Будь мистер Пивнер на вес золота, стоил бы семьдесят четыре тысячи четыре доллара (по официальному курсу, 105 720 долларов на черном рынке). Но где-то в мрачном прошлом, в той пенумбре Науки, что зовется химией, таилось заверение, что его тело стоит девяносто семь центов: слабый вздох подвел его ближе ко сну — звук предвкушения, словно в ожидании стратегически выгодного момента для продажи.
Даже во сне он ждал — в легком напряжении, как любой ждущий звонка с телефоном под рукой. И все же даже во сне он знал, что время еще будет. Адам, в конце концов, прожил девятьсот тридцать лет.
Рядом с пустым рычагом белого телефона ваза поддерживала на фоне зелени шесть цветов — райских птиц, Streliczia reginae, они же известные как дикие бананы в Южной Африке, где от природы изобиловали синеязыкие экзотичные оранжевые протуберанцы из темного пурпурно-зеленого клюва, безмолвно спариваясь среди белых груш, красной слоновой кости, черного вонючего дерева и умзимбити.
Микки Маус показывал четыре часа.
— Я в состоянии благодати?
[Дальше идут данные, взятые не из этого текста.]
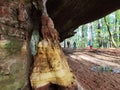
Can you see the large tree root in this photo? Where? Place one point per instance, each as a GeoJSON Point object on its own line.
{"type": "Point", "coordinates": [51, 70]}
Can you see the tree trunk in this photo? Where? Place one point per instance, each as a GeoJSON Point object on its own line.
{"type": "Point", "coordinates": [50, 70]}
{"type": "Point", "coordinates": [110, 34]}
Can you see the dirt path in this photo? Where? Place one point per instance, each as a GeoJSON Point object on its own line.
{"type": "Point", "coordinates": [81, 62]}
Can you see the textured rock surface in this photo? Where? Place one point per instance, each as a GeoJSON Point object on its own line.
{"type": "Point", "coordinates": [66, 14]}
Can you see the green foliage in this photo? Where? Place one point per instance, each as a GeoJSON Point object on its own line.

Но, дорогуша… Агнес Дей замолчала, потянувшись за миниатюру молодого человека в униформе, стоящую в овальной рамке, к сигаретам на столе. Достала одну, вложила в губы под острым углом и, закуривая, прислушиваясь, в этот миг напоминала изображение на билборде, которому в губы воткнули сигарету. — Да я знаю, это мило, но я не могу за тебя молиться, продолжила она, подрагивая сигаретой. — Знаю, дорогуша, в другой раз. Но все равно спасибо за эти божественные цветы.